Il Giorno della Memoria è passato da mesi, una giornata piena di retorica per alcuni, ma un passaggio importante da fare per tenere alta l’attenzione anche se tempo che una volta di più l’umanità dimostri di non avere imparato nulla.
E quindi saremo destinati a rivivere le atrocità del passato, sotto altre bandiere, con altre motivazioni, ma il significato della parola genocidio è unica ed inequivocabile: delitto di chi tenta di sterminare, con metodi organizzati, un intero gruppo etnico o religioso.
Trovo molto interessante l’iniziativa di Memorie d’inciampo di cui ho letto tempo fa; in tutta Europa vi sono 22.000 installazioni che ricordano le vittime, che siano militari o vittime di razzismo o di deportazione politica.
Le informazioni le potete trovare direttamente sul sito, ma ecco cosa scrivono per presentare il progetto:
Memorie d’inciampo a Roma è un progetto artistico animato da ragioni etiche, storiche e politiche. Nel 1990, al cospetto di una signora che nega che a Colonia nel 1940 siamo stati deportati 1000 sinti come prova generale per gli ebrei, l’artista tedesco Gunter Demnig decide di dedicare il suo tempo e il suo impegno alla memoria di tutti i deportati, razziali, politici e militari, in tutto il mondo.

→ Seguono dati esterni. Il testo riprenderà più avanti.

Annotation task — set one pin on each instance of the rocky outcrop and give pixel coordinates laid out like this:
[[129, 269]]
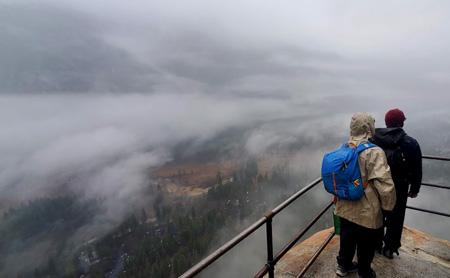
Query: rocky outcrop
[[421, 255]]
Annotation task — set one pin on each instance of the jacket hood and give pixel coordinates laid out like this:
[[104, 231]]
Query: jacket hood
[[362, 128], [388, 137]]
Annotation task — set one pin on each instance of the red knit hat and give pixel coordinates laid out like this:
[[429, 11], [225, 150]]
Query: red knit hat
[[394, 117]]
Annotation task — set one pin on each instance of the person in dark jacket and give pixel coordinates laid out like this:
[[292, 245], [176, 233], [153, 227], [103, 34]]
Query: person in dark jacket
[[405, 160]]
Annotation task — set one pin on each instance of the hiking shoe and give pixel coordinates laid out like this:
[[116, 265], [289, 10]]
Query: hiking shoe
[[342, 271], [389, 253], [373, 275]]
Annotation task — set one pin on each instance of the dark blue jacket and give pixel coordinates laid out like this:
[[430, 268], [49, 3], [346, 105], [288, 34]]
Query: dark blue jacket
[[390, 138]]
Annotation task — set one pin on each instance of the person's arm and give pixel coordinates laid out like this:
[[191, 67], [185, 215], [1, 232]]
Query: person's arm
[[379, 172], [415, 169]]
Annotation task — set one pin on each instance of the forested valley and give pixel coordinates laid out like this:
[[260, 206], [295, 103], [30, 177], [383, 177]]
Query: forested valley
[[178, 236]]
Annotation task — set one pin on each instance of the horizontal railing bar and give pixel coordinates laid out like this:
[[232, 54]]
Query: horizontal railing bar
[[236, 240], [222, 250], [435, 185], [283, 251], [436, 157], [313, 259], [429, 211], [302, 233]]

Escogita una soluzione di sorprendente discrezione: un semplice sampietrino, come i tanti che pavimentano le strade delle nostre città, reca incisi, sulla superficie superiore di ottone lucente, pochi dati identificativi: nome e cognome, data di nascita, data e luogo di deportazione, data di morte in un campo di sterminio nazista.
E’ collocato sul marciapiede prospiciente l’abitazione dei deportati: da lì sono stati prelevati, strappati agli affetti e agli studi, per essere deportati e uccisi senza ragione, seppelliti in fosse comuni, privando così i superstiti e i loro discendenti persino di un luogo dove ricordarli. Nella loro casa tornano ora, con dignità di persone, per essere ricordati dai familiari, dagli inquilini del palazzo, dai tanti cittadini che ogni giorno transitano lì davanti.
Pensare di collocare tanti sampietrini quanti sono i deportati è impresa titanica: Demnig ha il merito di aver avviato il progetto nel 1993 e di dedicare a esso tutto il suo tempo e la sua attività di artista. Oggi gli Stolpersteine (pietre d’inciampo) sono già 22.000, in 7 paesi europei. Il 28 gennaio 2010 anche l’Italia è entrata a far parte di questo grande circuito della memoria. 30 sampietrini, dedicati a ebrei, politici e carabinieri, sono stati installati in sei quartieri di Roma.
Sì: è una iniziativa lodevole e meritoria, che contribuisce a rafforzare il senso della memoria che, per fortuna, chi cammina con sguardo attento lungo le strade di Roma può afferrare in tante lapidi commemorative.
Questi sanpietrini in ottone, però, in qualche modo riescono a catturare l’attenzione anche di chi va di fretta ed è poco attento verso ciò che lo circonda. Probabilmente per il loro essere elementi insoliti che ci si ritrova “tra i piedi” inaspettatamente.
Inaspettatamente come, purtroppo, non era per chi durante l’occupazione nazista ha vissuto a Roma nascondendosi per cercare di sfuggire a deportazioni fin troppo “attese” senza capirne un perché che non poteva e doveva mai esserci.
Nei pressi di casa mia, queste “pietre d’inciampo” si possono incontrare davanti al maestoso portone di una delle varie grandi caserme che caratterizzano il quartiere Della Vittoria, conosciuto anche come “Piazza d’Armi” proprio perché era la cittadella militare edificata dai Piemontesi all’indomani dell’Unità d’Italia e della proclamazione di Roma come capitale del Regno.
Da quella caserma furono prelevati centinaia di carabinieri per essere condotti ai campi di sterminio: una serie di pietre d’inciampo ne ricorda la cifra totale e alcuni nomi simbolicamente.
Per quanto ricordo ora: altre pietre d’inciampo le ho vedute su via Flaminia, nei pressi di Piazzale Flaminio.